3.PatuAs redes sociais são um pouco como as páginas amarelas: cada um lê nelas aquilo que lhe dá jeito. Por vezes – e dada a velocidade ou a magnitude com que certos fenómenos se disseminam – são também bons referentes sociais, instrumentos de análise de leitura imediata que atestam ou do estado de coesão de determinada sociedade ou, em contrapartida, da falta dela.

Por estes dias, basta ter um punhado de amigos brasileiros no Facebook para se perceber que, à custa do processo de impeachment de Dilma Roussef, o Brasil é um país estilhaçado, um espelho partido, uma espécie de Prometeu agrilhoado, eternamente assombrado pelo espectro da corrupção e pelo fantasma da desigualdade.

Macau, a julgar pela maré de entusiasmo que varreu as redes sociais durante o fim-de-semana, está nos antípodas: não há questiúncula social que se não resolva com a vinda de arte regurgitada para o território. A julgar pela quantidade de fotografias e testemunhos que encontraram o seu caminho para a Internet, um insuspeito pato de borracha – ainda que de tamanho descomunal – revelou-se impulso suficiente para elevar a coesão interna da sociedade da RAEM a níveis quase harmoniosos e para colocar a nu um dos poucos traços de fraterna comunhão – a falta de atitude crítica – que unem as várias comunidades que por cá vivem.

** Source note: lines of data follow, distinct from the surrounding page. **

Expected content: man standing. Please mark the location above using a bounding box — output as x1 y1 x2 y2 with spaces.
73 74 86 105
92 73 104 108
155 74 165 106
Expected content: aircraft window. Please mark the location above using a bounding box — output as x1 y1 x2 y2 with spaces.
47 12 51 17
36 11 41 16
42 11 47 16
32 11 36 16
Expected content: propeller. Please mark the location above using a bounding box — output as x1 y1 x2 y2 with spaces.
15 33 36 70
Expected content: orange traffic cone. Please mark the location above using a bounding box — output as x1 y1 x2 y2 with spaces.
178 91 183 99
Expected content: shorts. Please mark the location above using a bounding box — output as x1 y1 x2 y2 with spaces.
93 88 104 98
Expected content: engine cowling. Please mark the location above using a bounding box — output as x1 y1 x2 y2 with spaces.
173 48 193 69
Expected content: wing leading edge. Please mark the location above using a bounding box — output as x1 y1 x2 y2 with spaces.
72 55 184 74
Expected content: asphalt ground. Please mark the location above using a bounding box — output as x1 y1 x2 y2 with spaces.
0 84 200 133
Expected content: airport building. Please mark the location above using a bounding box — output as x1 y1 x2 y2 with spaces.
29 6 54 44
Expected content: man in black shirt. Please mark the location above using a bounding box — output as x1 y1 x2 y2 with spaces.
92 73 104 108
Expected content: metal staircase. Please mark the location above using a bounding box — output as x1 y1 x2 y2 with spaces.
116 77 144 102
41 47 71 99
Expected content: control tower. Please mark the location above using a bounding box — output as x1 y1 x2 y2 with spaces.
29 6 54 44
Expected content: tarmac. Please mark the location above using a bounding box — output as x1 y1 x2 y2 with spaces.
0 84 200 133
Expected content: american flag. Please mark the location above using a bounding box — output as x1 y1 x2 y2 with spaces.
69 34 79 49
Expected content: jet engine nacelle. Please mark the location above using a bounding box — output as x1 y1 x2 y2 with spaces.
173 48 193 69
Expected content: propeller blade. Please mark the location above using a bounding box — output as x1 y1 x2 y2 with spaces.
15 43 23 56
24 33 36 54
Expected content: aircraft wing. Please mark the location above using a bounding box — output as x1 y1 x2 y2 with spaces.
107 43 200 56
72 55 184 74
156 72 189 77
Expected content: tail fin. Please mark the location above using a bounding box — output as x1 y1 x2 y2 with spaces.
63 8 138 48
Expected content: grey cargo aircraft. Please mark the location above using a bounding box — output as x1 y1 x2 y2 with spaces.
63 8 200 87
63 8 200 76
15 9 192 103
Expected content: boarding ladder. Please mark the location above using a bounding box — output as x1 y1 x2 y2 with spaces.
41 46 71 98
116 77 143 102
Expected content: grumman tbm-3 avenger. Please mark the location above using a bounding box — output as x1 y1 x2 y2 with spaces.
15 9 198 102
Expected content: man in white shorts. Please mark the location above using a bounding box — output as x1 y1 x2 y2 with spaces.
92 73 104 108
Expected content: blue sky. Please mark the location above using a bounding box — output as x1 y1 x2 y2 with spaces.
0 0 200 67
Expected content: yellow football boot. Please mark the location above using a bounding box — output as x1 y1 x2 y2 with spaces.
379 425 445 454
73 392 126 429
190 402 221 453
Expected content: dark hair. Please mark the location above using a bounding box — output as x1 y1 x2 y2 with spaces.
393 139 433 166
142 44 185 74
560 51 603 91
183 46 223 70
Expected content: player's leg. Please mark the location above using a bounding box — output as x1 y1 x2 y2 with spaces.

A instalação (à falta de melhor vocábulo, utilize-se este), com tudo o que tem de vazio e oneroso, é um bom exemplo do falhanço do discurso propedêutico do Governo no que diz respeito à diversificação da economia do território. A vinda do pato para a RAEM, depois de ter feito ninho em 14 outras cidades dos quatro cantos do planeta, custa à entidade organizadora – a Associação de Cultura Criativa e Artes de Macau – a assombrosa quantia de seis milhões de patacas, metade dos quais comparticipados directamente pelo Governo. Mesmo que a ideia não fosse requentada e que o pato já não tivesse, por exemplo, atracado aqui ao lado, em Victoria Harbour, o dinheiro investido no processo dificilmente se furtaria ao exagero, dada o escasso valor da recompensa associada ao exercício gratuito de se admirar o pato: simpático, o bicho não convida a interrogações, não convida à introspecção. Convida apenas à selfie.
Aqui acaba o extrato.